Jess' blood sugar must have been lower than my blood alcohol content was high. He lit gas burners underneath empty pots and pans and flailed his arms about wildly. With my typical degree of composure, I screeched "Wait a minute!" Jess said "Fine!" and stormed off. I continued making dinner which was excellent, I must say. But I didn't say anything and he didn't say anything.

Jess cleared our plates and I stayed seated. He sat down at the computer to do some work or perhaps cruise around on Manhunt.com. I fell asleep on the couch. Jess cleaned the kitchen, and sometime after 10:00, roused me from the couch to get into bed. Not another word was said.

But I don't think this was a violation of our rule. We know each other so well by now. Jess needs to be silent when he gets mad. And over the years (seven of them), I have learned to repress my innate need to "TALK ABOUT IT RIGHT NOW!" I know Jess is stressed out right now because of work. And Jess knows I was right. I woke up this morning at 5:15. I kissed him on the cheek like I always do. He made a smooch noise, half asleep like he always does. And just now as I am writing this, he comes into the room and sits on my lap. I wrap my arms tightly around him; rest my chin on his shoulder; wrap my legs around his. And we are best friends again, just like we always are.

3 comments:

Anonymous said...

Wonderful . . . wonder filled . . . you KNOW how jealous I am of what you have!!! Seriously though, you guys 'get it'. Many of us get IT much of the time, but few of us truly 'get it'. You also know I'm one of your (the-two-of-you-as-'one') biggest fans. Keep up the good work. Sure, having a natural rhythm and affinity go a long way to making it simpler, but, honey, it's still work. Congrats surviving the seven year itch!

Anonymous said...

Steve and I used to have that rule too, then we realized sometimes if you go to sleep when you wake up the next day you realize how silly the arguement is and by going to sleep you saved hours of argueing.

Anonymous said...

First: nice picture!
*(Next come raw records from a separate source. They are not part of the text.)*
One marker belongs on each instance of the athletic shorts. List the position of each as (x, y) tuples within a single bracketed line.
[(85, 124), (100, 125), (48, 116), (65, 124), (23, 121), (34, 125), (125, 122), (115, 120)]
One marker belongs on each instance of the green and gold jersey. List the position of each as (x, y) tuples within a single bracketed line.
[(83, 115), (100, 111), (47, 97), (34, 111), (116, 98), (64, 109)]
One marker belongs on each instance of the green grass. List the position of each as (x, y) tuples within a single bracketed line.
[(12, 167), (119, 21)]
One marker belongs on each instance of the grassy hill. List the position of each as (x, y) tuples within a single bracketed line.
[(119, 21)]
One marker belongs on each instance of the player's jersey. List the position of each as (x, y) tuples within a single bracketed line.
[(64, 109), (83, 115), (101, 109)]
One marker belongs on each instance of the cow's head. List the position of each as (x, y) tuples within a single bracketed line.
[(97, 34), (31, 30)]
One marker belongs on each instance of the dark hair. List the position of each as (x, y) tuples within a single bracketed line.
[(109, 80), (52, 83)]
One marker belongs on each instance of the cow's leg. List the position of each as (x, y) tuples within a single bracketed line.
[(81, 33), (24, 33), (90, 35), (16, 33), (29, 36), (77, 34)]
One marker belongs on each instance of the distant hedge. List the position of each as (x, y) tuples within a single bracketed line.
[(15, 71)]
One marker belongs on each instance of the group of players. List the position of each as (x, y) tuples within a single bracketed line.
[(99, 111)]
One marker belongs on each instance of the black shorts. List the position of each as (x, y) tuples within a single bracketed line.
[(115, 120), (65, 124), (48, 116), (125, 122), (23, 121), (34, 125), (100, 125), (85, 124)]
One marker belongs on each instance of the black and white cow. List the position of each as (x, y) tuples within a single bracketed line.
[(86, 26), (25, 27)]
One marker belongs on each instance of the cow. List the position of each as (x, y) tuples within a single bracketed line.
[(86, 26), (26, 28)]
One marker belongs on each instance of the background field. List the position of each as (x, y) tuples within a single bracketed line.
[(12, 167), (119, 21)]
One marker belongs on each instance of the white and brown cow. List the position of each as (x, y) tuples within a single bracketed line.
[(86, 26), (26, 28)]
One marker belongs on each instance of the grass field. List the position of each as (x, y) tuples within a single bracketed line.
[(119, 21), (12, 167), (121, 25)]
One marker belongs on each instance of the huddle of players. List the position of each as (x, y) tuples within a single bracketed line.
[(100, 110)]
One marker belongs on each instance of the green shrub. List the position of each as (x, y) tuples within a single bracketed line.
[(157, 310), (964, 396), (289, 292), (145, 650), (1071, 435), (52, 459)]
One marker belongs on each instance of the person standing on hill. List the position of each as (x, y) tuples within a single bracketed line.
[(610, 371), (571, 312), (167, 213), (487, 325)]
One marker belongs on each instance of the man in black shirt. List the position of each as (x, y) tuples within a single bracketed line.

Second: It's a damn good rule to go by.

The approach to anger - especially when it's not to do with your relationship - is always awkward because of differences in personality, quirks, and damned annoying habits.

All in all, it calls for understanding when to be there and when to give space.

Arguments that are about *each other* strike me as a different beast... but still tricky.